He directed the colonel’s course through an almost imperceptible opening in the hedge along sharp turns and oblique and narrow ways into a small vacant space where the vines covered an adobe hut. Jumping out, Tracy unlocked the door of this tiny building so that the colonel could run the car inside; and after Winter had emerged again, he re-locked the door. As there was no window, the purpose of the hut was effectually concealed.
“Very neat,” the colonel approved; whereat Tracy flashed his smile at him in the moonlight and owned with ingenuous pride that he himself was the contriver of this reticent garage.
From this point he took the lead. Neither spoke. They toiled up the hill, in this part of the grounds less of the nature of a hill than of an arroyo or ravine through which rocks had thrust their rugged sides and over which spiked semi-tropical cacti had sprawled, and purple and white flowered vines had made their own untended tangle. Before they reached the level the colonel was breathing hard, every breath a stab. Tracy, a famous track man who had won his H in a wonderful cross-country run, felt no distress—until he heard his companion gasp.
“Jove! But that hill’s fierce!” he breathed explosively. “Do you mind resting a minute?”
“Hardly,”—the colonel was just able to hold his voice steady—“I have a Filipino bullet in my leg somewhere which the X-ray has never been able to account for; and I’m not exactly a mountain goat!”
“Why, of course, I’m a brute not to let you run up the drive in the machine. Not a rat watching us to-night, either; but I wanted you to see the place; and you seem so fit—”
“You oughtn’t to give away your secrets to me, an outsider—”

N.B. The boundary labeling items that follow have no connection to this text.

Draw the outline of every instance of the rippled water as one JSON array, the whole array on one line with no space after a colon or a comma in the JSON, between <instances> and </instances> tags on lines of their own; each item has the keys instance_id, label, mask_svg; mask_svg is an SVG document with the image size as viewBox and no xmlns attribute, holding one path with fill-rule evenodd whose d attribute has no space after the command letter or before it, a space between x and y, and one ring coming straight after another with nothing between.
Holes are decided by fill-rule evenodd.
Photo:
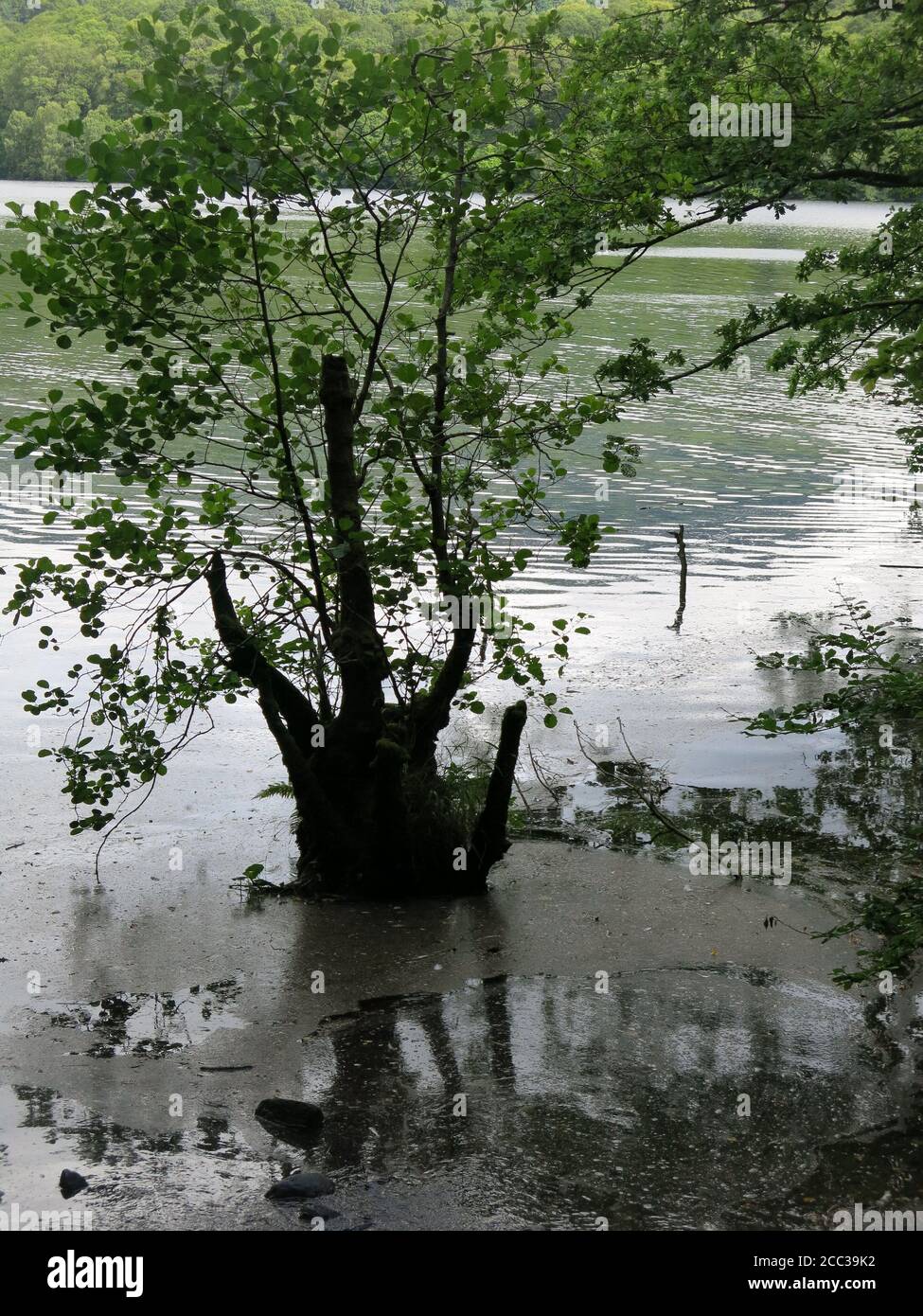
<instances>
[{"instance_id":1,"label":"rippled water","mask_svg":"<svg viewBox=\"0 0 923 1316\"><path fill-rule=\"evenodd\" d=\"M0 184L0 200L46 191ZM63 200L70 188L51 191ZM757 216L657 249L578 318L562 349L573 379L579 386L640 336L702 359L727 317L797 286L801 251L861 238L886 213L882 205L812 203L782 221ZM0 233L4 246L16 241ZM876 600L885 617L914 617L920 604L919 572L886 566L923 565L923 522L911 508L918 491L895 437L899 416L856 388L789 399L785 380L764 368L766 354L754 347L740 370L695 376L673 396L631 407L623 433L641 447L633 480L606 480L602 436L585 434L553 500L569 512L599 512L618 534L582 572L560 549L533 544L540 551L511 600L540 625L562 611L591 615L593 636L574 647L564 686L569 705L585 726L615 728L621 717L635 747L668 762L683 783L808 784L803 745L754 746L728 722L729 713L749 715L790 694L781 678L753 669L754 650L793 638L779 615L828 609L841 590ZM13 312L0 313L0 418L41 405L49 387L67 390L80 378L116 382L119 371L96 342L62 353L38 329L25 333ZM536 391L542 387L535 382ZM11 470L5 445L7 480ZM689 597L681 629L670 630L678 524ZM40 507L3 499L0 536L5 558L68 544L66 528L41 524ZM545 736L537 726L533 742L558 767L575 749L561 729Z\"/></svg>"}]
</instances>

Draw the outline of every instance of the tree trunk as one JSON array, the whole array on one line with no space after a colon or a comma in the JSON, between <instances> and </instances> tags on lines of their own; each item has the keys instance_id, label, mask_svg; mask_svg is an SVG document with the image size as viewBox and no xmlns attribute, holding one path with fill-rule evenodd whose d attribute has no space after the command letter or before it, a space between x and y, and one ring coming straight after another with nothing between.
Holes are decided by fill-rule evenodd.
<instances>
[{"instance_id":1,"label":"tree trunk","mask_svg":"<svg viewBox=\"0 0 923 1316\"><path fill-rule=\"evenodd\" d=\"M311 699L248 634L221 554L213 554L205 574L228 663L257 691L292 786L299 850L295 888L366 899L478 894L508 848L506 821L525 704L514 704L503 716L496 762L471 828L436 770L435 750L475 633L456 632L431 688L415 703L386 705L388 661L365 549L353 446L354 390L341 357L323 359L320 400L340 550L330 634L340 676L336 716L321 721ZM325 703L319 699L321 708Z\"/></svg>"}]
</instances>

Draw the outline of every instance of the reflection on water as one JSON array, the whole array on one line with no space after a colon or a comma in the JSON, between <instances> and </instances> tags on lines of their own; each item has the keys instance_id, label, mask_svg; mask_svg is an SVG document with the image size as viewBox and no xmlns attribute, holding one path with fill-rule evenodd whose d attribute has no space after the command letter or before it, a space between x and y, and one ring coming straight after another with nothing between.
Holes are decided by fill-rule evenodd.
<instances>
[{"instance_id":1,"label":"reflection on water","mask_svg":"<svg viewBox=\"0 0 923 1316\"><path fill-rule=\"evenodd\" d=\"M598 982L473 980L321 1023L302 1095L325 1112L328 1228L406 1227L415 1196L432 1228L512 1229L823 1229L844 1192L919 1204L919 1088L883 1003L733 965ZM146 1133L17 1086L0 1130L24 1208L68 1165L117 1228L207 1228L209 1203L304 1228L262 1196L302 1154L261 1155L220 1109Z\"/></svg>"},{"instance_id":2,"label":"reflection on water","mask_svg":"<svg viewBox=\"0 0 923 1316\"><path fill-rule=\"evenodd\" d=\"M166 1055L203 1041L215 1026L246 1028L225 1005L238 995L233 979L184 992L113 992L86 1004L63 1001L45 1011L53 1028L90 1033L87 1055Z\"/></svg>"},{"instance_id":3,"label":"reflection on water","mask_svg":"<svg viewBox=\"0 0 923 1316\"><path fill-rule=\"evenodd\" d=\"M529 978L361 1011L305 1040L304 1075L333 1170L445 1175L482 1219L824 1228L832 1204L802 1202L801 1180L897 1117L907 1063L840 994L693 967L607 995Z\"/></svg>"}]
</instances>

“You’re no outsider; I consider you the treasurer of the band,” laughed Tracy. They had somehow come to an unexpressed but perfectly understood footing of sympathy. The colonel even let the younger man help him up the last stiff clamber of the path. He forgot his first chill, as of a witness approaching a tragedy; there was a smile on his lips when the two of them passed into the patio. It lingered there as he stood in the flower-scented gloom. It was there as Tracy stumbled to a half-remembered push-button, wondering aloud what had become of Cary and Kito that they shouldn’t have answered his whistle; it was there, still, when Tracy slipped, and grumbled: “What sticky stuff has Kito spilled on this floor?”—and instantly flooded the court with light. Then—he saw the black, slimy pool and the long slide of Tracy’s nailed sole in it; and just to one side, almost pressing against his own foot, he saw a man in a gray suit huddled into the shape of a crooked U, with his arms limp at his side and his head of iron-gray fallen back askew. The light shone on the broad bald dome of the forehead. He had been stabbed between the shoulders, in the back; and one side of the gray coat was ugly to see.
“Good God!” whispered Tracy, growing white. “It’s Keatcham! they’ve killed him! Oh, why didn’t I come back before!”